Introduction: Antipsychotics which are inhibitors of dopamine D2-receptors but also antidepressant dugs with serotoninergic activity can cause hyperprolactinemia. The most frequent symptoms of chronic hyperprolactinemia include reproductive dysfunction (anovulation, menstrual irregularity, sub-fertility, decreased estrogen and testosterone production), sexual impairment, galactorrhea, breast enlargement, disorders associated with chronic hypogonadism (decreased bone mineral density and osteoporosis, increased cardiovascular risk) and possibly an increased malignity of breast cancer.

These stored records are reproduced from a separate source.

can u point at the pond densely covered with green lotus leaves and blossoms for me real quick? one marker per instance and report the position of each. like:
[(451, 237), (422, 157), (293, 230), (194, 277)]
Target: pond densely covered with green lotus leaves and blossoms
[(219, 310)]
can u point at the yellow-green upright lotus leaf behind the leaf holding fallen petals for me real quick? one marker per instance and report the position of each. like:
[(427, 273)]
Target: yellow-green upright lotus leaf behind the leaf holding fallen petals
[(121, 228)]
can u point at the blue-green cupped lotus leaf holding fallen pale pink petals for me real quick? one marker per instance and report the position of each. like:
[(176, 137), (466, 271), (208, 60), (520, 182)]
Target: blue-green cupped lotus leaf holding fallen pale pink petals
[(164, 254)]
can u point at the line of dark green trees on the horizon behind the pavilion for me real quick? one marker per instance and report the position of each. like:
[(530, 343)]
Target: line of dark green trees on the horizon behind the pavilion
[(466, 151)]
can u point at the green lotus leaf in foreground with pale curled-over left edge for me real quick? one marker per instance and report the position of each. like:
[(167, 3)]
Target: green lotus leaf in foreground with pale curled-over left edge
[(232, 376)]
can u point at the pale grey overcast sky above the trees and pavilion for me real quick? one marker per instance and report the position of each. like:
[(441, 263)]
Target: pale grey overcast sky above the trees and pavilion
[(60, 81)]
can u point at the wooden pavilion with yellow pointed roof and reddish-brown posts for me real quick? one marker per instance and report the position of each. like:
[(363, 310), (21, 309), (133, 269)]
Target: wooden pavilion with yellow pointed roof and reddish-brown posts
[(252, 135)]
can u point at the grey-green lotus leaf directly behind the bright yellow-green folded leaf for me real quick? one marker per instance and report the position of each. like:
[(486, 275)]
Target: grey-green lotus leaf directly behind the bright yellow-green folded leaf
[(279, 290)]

The aim of this study was to further elaborate age-, sex- and drug-dependency of psychotropic drug-induced hyperprolactinemia. Methods: Data from 210 patients whose prolactin values were estimated in the last four years and of cases collected by the spontaneous ADR reporting system AGATE (Arbeitsgemeinschaft Arzneimitteltherapie bei psychiatrischen Erkrankungen) were analysed retrospectively. Results: 66% percent of all cases with hyperprolactinemia and associated symptoms reported to AGATE occurred in women who were younger than 45 years. In the group of 18–45 year-old patients with hyperprolactinemia, 70% of the women but only 40% of the men reported hyperprolactinemia-associated symptoms. Compared to postmenopausal women and men, premenopausal women had significantly higher values of prolactin. Hyperprolactinemia and associated symptoms (n=65) were most frequently reported for patients under therapy with risperidone/paliperidone (n=27) and amisulpride (n=16). The remaining cases were associated with olanzapine (n=6), classical antipsychotics (n=6), SSRI/SSNRI (n=2) or combinations of these drugs. Conclusions: Premenopausal women have the highest risk of symptomatic hyperprolactinemia. It is therefore recommendable to monitor prolactin values and hyperprolactinemia associated symptoms especially in this group of patients.